Lo scopo era, in estrema sintesi, quello di stimolare gli studenti dell’ultimo anno di superiori al confronto con l’altro, nel rapporto affettivo e non solo. Questo tenendo soprattutto conto del contesto culturale contemporaneo, e dello straordinario - nonché complesso e controverso - impatto delle tecnologie digitali sulle vite di ciascuno di noi, soprattutto nella sfera relazionale. Il risultato è stato interessante, rivelando la feconda umanità di una generazione spesso poco compresa - ridotta in certi stereotipi che vanno dall’accusa di indifferenza, egoismo, fino al grande classico dell’alienazione, appunto, “da cellulare” - e al tempo stesso il bisogno di umanità che essa manifesta.

Questa capacità e questo bisogno trovano però un profondo radicamento nel confronto con il mondo degli adulti, e - perché no - anche da quello con le istituzioni e la politica. Ai “grandi” i giovani chiedono soprattutto esempi, oltre ad un ascolto che sia sincero, o quantomeno non di maniera. E qui veniamo al punto. Al di là della capacità di ascolto, che ognuno potrà valutare come crede, quali concreti esempi hanno questi giovani dalle istituzioni e dalla politica?

Una generazione che, basta parlarci, fatica a fidarsi e soprattutto ad affidarsi, che vede nel tema del rapporto e delle sue varie implicazioni un importante scoglio emotivo - dove il rischio, ancora più che il tradimento come questione morale, è proprio l’essere delusi e disillusi, quindi sfiduciati - che opinione potrà avere di una politica che dice tutto e il contrario di tutto, in un impressionante vortice di smentite e giravolte? E che legittimazione “adulta” potrà mai avere quel mondo dei grandi che biasima retoricamente l’abuso del telefonino e dei social, quando i politici, i leader di partito, i ministri sono continuamente e furiosamente intenti a twittare e scrivere post, dal contenuto peraltro perentorio quanto provvisorio, quindi variabile e inattendibile?

In altre parole, come possiamo evocare una credibilità delle istituzioni, e con essa la loro autorevolezza pedagogica, di fronte alle nuove generazioni e agli adulti di domani, se queste sono le premesse? E quali modelli pensiamo di offrire a persone che a dispetto dell’età sono estremamente e profondamente ricettive, capaci di riflessioni non banali: che idea si faranno, ad esempio, della comunicazione e della sua fragile autenticità, e quindi che tipo di valore o utilità attribuiranno al confronto?

In un mondo dove le parole non contano più nulla persino ai vertici dello Stato, in cui si può disconoscere senza tema un impegno o una promessa, e in cui la rivendicazione di una essenziale forma di coerenza diventa quasi l’espressione di un idealismo immaturo, che senso può avere investire, anche nelle scuole, sui temi della fiducia, del rispetto, della necessità di un rapporto fondato sul dialogo e sul valore delle parole che lo alimentano?

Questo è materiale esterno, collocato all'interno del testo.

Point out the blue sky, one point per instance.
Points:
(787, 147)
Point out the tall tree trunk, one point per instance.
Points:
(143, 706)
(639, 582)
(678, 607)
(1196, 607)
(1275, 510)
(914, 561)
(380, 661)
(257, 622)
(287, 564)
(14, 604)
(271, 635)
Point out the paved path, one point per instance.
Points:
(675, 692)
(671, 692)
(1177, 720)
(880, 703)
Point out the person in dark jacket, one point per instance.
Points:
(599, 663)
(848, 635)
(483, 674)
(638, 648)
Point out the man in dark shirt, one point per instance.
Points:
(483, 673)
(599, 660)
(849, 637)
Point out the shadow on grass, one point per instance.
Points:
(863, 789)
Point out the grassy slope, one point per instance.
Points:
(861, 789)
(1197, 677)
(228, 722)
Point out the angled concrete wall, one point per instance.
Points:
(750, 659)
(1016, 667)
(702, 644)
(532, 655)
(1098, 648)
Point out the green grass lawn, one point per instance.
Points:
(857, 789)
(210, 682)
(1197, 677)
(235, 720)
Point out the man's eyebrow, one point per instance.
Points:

Se persino nella sua dimensione istituzionale il dialogo si assume corrotto alla radice stessa dell’intenzione che vi presiede, cioè nelle ragioni intime del dialogare, cosa raccontiamo a chi di quel dialogo ha paura? E magari, per sottrarvisi, si rifugia proprio nell’alternativa virtuale di un telefono e del mondo altro che esso contiene e rappresenta.

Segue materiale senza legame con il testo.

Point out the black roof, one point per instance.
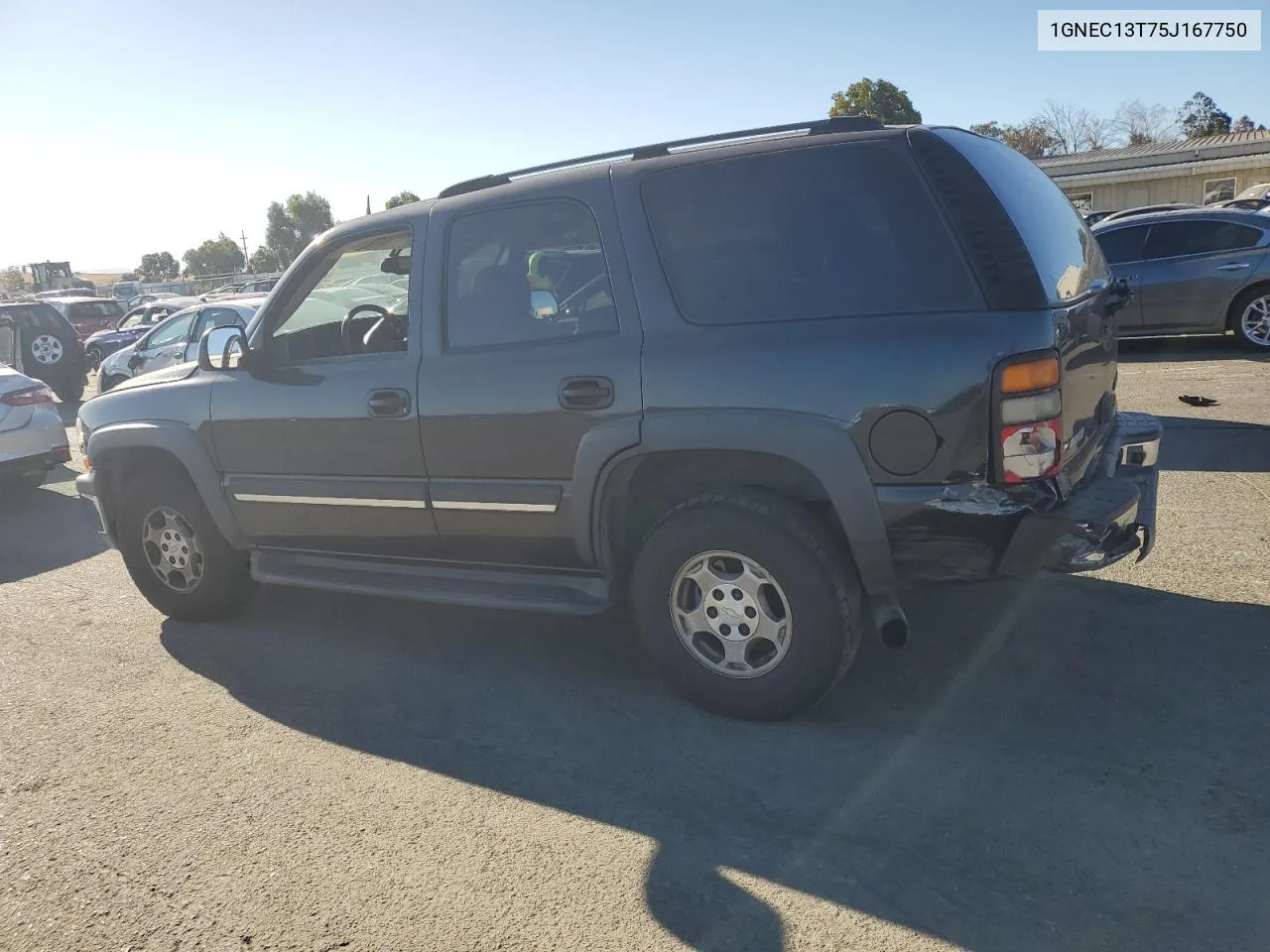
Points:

Questo, poi, per non parlare della qualità del linguaggio politico: altro tema dirimente. Quanti esempi di violenza, volgarità, brutalità offre il dibattito quotidiano ai suoi osservatori più giovani? Forse distratti, ma di certo non incapaci di comprendere come sia contraddittorio e screditato, prima ancora che ipocrita, questo mondo dei grandi. Dalla famiglia, alla scuola, al Parlamento. Molte lezioni, insomma, ma scarsi maestri.